Another clear difference between mycotrophic and nonmycotrophic plants was observed in the response of strigolactone exudation to nutrient deficiency. In the cases of T. pratense and S. bicolor, which are host plants of AM fungi, P deficiency (and also N deficiency in S. bicolor) significantly promoted strigolactone exudation (Yoneyama et al., 2007a,b). In the case of L. albus, however, P and N deficiency slightly reduced strigolactone exudation (Fig. 4). Such a decrease in strigolactone production may be attributable to a reduction in metabolic functions in L. albus under N and P deficiencies. In another nonmycotrophic plant, Spinacia oleracia, neither P nor N deficiency enhanced strigolactone production (K. Yoneyama, unpublished).
Recently, the strigolactone orobanchol was identified from the root exudates of Arabidopsis thaliana, a host of Orobanche spp. but not of AM fungi (Goldwasser et al., 2008). These results suggest that strigolactones have other unknown functions indispensable for the normal growth and development of plants themselves.

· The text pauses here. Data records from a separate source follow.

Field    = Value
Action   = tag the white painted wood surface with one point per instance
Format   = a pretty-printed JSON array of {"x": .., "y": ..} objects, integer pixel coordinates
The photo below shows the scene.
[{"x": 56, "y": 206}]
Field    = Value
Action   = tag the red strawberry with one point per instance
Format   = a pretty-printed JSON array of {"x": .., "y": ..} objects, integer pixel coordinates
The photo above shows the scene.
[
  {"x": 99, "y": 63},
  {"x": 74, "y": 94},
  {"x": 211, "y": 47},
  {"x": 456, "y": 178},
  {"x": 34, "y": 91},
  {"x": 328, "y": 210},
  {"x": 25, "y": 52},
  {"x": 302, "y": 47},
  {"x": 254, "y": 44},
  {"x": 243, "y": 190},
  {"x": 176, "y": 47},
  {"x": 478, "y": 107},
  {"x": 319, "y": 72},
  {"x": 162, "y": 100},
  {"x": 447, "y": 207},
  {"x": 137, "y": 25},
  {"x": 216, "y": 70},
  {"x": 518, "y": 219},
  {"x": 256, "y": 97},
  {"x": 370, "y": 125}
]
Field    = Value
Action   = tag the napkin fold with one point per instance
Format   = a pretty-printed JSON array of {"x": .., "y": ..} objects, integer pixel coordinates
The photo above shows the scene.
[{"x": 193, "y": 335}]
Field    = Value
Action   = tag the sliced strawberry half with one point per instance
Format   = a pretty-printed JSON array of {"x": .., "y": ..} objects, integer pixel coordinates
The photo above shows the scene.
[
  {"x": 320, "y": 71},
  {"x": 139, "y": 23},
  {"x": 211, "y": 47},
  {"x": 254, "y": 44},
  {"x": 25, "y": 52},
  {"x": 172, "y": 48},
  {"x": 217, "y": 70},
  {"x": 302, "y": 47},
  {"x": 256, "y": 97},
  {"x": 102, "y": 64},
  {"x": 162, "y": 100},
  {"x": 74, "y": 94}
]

Legumes are thought to be very versatile in their symbioses (Sprent & James, 2007). Therefore, further work on the characterization of strigolactones from nodulating and nonnodulating legumes and legumes that produce ectomycorrhiza, and the effects of mineral nutrients on their strigolactone production, can be expected to unveil the functions of strigolactones in the rhizosphere community and in plants.